# Quickstart

This notebook intends to be a hands-on introduction that demonstrates the most important features of the `metriculous` library and explains core concepts.

In [1]:
# %load_ext autoreload
# %autoreload 2

import numpy as np

## `ClassificationEvaluator`
Let's start with a demonstration how `metriculous` can be used to evaluate and compare a set of machine learning models.
We will train and evaluate a small set of classifiers on the Iris dataset, which is included in Scikit-Learn.
The Iris dataset contains 150 flowers, each belonging to one of three classes: _setosa_, _versicolor_, _virginica_.

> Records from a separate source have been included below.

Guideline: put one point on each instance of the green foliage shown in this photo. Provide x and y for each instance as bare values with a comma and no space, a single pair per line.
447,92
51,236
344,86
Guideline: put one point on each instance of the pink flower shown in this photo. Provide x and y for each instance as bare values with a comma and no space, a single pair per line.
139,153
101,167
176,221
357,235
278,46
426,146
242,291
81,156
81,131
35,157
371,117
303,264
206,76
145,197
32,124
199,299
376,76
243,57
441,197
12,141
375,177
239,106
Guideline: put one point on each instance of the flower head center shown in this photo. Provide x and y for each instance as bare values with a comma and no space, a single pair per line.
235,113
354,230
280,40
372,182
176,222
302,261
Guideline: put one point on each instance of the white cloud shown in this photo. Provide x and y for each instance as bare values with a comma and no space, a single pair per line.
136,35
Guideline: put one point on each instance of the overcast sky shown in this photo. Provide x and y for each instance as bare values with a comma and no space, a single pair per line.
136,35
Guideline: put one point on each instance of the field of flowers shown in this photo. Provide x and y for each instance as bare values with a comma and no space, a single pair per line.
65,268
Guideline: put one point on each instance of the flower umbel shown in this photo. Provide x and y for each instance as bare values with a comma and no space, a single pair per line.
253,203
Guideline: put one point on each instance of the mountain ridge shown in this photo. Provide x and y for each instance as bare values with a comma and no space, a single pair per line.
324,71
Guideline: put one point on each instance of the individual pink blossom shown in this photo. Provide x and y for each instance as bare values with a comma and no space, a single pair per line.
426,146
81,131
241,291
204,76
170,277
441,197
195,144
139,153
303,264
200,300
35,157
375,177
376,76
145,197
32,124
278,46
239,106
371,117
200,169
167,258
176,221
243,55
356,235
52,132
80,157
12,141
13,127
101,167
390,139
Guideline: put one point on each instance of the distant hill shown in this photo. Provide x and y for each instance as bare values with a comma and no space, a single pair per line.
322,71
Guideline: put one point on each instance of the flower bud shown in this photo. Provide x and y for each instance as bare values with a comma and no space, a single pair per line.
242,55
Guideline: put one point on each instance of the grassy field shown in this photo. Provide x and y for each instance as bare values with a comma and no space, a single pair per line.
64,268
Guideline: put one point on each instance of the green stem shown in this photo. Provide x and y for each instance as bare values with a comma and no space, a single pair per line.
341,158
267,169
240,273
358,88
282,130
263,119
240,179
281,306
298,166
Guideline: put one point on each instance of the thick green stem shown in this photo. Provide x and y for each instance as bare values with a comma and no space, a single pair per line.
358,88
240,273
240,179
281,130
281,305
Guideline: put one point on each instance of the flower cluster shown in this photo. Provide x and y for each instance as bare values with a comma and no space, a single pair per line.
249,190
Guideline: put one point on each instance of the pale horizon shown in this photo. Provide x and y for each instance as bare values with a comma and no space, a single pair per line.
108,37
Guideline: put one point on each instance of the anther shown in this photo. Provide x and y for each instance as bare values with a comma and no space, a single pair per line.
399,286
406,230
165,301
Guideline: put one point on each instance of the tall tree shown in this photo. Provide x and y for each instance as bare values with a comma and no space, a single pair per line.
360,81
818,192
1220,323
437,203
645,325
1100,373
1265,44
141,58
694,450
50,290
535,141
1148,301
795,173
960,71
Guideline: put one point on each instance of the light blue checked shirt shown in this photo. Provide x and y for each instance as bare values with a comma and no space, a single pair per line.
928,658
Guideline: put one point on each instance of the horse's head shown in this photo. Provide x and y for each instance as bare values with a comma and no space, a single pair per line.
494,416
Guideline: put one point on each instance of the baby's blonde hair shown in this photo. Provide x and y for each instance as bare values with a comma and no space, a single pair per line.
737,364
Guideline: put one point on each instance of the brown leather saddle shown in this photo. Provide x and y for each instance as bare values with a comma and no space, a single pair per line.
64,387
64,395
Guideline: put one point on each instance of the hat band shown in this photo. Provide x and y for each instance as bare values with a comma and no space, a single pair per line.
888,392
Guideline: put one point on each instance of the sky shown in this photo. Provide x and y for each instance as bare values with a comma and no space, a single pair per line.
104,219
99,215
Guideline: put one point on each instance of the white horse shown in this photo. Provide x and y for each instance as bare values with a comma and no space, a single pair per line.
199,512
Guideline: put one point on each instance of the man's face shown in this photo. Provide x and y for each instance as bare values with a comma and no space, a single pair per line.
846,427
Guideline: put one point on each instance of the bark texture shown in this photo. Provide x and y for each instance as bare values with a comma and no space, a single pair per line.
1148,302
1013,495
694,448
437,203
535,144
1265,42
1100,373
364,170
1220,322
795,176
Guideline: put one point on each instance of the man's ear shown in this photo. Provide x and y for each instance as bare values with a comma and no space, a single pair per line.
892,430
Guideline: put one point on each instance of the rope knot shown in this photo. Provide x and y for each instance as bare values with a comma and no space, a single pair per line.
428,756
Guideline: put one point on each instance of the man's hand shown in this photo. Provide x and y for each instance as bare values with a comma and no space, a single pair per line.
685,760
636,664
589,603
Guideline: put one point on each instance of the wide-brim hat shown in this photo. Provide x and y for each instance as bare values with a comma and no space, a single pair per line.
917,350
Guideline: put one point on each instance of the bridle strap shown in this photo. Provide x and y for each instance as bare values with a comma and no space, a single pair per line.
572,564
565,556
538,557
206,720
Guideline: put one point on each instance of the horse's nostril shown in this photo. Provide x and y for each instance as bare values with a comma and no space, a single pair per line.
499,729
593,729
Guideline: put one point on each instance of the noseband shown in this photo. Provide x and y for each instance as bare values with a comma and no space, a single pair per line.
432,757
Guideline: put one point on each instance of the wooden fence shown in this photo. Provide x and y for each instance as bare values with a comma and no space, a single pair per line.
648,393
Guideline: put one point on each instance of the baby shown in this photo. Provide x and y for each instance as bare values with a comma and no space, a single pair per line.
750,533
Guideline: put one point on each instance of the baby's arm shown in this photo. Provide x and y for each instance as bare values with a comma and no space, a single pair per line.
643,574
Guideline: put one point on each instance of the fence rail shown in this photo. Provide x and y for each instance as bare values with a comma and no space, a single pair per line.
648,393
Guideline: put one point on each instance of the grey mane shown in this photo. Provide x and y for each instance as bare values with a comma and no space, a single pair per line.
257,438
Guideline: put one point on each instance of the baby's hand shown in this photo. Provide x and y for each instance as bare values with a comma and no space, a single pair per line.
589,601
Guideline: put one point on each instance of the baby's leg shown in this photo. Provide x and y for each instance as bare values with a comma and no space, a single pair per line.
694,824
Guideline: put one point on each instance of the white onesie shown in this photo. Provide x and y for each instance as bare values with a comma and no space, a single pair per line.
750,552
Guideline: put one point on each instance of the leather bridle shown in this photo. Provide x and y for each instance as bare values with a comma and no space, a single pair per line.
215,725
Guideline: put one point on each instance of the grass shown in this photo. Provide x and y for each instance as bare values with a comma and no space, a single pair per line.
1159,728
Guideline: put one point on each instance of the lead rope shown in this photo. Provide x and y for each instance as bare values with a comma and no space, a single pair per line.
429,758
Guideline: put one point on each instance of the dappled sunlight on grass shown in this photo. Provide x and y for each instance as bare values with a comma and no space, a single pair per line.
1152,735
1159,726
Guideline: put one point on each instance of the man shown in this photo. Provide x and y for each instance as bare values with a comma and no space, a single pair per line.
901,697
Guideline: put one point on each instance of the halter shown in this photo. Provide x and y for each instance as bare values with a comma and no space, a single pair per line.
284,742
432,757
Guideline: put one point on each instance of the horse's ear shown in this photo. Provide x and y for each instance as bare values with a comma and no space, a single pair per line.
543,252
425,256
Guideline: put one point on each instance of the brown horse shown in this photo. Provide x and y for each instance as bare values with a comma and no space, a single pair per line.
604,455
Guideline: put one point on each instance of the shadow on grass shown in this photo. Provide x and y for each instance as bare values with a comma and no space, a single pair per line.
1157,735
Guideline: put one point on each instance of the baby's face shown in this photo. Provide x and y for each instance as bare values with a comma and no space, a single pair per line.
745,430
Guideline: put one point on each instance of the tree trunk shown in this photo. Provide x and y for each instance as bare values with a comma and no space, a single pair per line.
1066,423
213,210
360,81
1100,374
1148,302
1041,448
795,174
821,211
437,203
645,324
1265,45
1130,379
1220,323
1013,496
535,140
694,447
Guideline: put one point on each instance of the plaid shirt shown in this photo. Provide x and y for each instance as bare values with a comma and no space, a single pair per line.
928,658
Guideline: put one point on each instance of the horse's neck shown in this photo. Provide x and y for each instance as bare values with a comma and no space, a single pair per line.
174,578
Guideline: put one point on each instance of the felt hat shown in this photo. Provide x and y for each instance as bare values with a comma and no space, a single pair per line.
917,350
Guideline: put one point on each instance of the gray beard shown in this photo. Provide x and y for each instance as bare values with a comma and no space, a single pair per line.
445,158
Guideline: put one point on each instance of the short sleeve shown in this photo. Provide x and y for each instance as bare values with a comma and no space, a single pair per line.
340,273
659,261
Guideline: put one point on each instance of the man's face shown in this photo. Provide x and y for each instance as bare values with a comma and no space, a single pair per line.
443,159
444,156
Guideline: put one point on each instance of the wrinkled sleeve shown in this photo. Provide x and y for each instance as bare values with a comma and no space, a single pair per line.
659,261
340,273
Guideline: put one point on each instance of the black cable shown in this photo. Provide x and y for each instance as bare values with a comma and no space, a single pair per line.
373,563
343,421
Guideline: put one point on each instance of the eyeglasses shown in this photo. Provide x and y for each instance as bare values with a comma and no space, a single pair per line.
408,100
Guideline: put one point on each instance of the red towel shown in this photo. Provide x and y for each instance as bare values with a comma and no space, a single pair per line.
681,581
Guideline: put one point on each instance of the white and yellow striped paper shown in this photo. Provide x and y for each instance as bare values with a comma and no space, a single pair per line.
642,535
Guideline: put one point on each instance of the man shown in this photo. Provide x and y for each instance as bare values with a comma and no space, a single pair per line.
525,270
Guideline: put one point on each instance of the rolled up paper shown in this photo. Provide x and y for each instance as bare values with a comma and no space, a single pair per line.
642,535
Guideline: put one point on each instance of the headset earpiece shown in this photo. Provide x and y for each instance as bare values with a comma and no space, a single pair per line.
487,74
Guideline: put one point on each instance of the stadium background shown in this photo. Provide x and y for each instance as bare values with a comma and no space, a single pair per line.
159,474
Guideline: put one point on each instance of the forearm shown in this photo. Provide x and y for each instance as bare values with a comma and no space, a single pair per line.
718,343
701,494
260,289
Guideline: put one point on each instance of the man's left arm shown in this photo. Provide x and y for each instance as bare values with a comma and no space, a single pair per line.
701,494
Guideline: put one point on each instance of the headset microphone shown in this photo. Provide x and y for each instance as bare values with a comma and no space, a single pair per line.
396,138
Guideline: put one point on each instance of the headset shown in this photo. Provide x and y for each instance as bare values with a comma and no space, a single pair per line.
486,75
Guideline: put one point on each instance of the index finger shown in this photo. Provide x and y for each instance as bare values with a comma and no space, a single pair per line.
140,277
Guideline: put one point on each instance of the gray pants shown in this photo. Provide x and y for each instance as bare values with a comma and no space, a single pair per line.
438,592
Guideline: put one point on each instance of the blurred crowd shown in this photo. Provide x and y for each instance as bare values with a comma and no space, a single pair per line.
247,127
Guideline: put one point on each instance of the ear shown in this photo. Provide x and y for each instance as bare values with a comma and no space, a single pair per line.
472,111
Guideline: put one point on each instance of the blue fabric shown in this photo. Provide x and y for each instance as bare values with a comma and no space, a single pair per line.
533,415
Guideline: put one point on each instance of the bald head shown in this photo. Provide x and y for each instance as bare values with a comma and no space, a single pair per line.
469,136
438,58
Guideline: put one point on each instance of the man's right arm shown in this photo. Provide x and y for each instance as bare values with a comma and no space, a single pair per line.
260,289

To demonstrate `ClassificationEvaluator`,
For this example we are going to load the data, then train a number of machine learning models and compare them with the ClassificationEvaluartor included in `metriculous`.

#### Load data

In [2]:
from sklearn.datasets import load_iris

iris = load_iris()
iris.keys()

dict_keys(['data', 'target', 'target_names', 'DESCR', 'feature_names', 'filename'])

In [3]:
iris.data.shape

(150, 4)

In [4]:
iris.target.shape

(150,)

In [5]:
list(iris.target_names)

['setosa', 'versicolor', 'virginica']

#### Train models

In [6]:
from sklearn.model_selection import train_test_split
from sklearn.ensemble import RandomForestClassifier
from sklearn.linear_model import LogisticRegression
from sklearn.tree import DecisionTreeClassifier
from sklearn.dummy import DummyClassifier

train_indices, test_indices = train_test_split(
    np.arange(len(iris.data)), test_size=0.7, random_state=42
)

models = [
    (
        "LogisticRegression",
        LogisticRegression(multi_class="auto", solver="lbfgs", random_state=42),
    ),
    ("DecisionTree", DecisionTreeClassifier(random_state=42)),
    ("Dummy", DummyClassifier(strategy="stratified", random_state=42)),
    ("RandomForest", RandomForestClassifier(n_estimators=100, random_state=42)),
]

for name, model in models:
    model.fit(iris.data[train_indices], iris.target[train_indices])

#### Compare models
`metriculous` provides a `Comparator` class that serves to evaluate a sequence of prediction objects against a known ground truth, and to compare them. A `Comparator` needs to be initialized with an `Evaluator` object that computes the actual performance metrics and creates charts for each of the prediction objects. A default `Evaluator` implementation named `ClassificationEvaluator` is included in `metriculous` and it aims to satisfy the most common requirements for classification problems.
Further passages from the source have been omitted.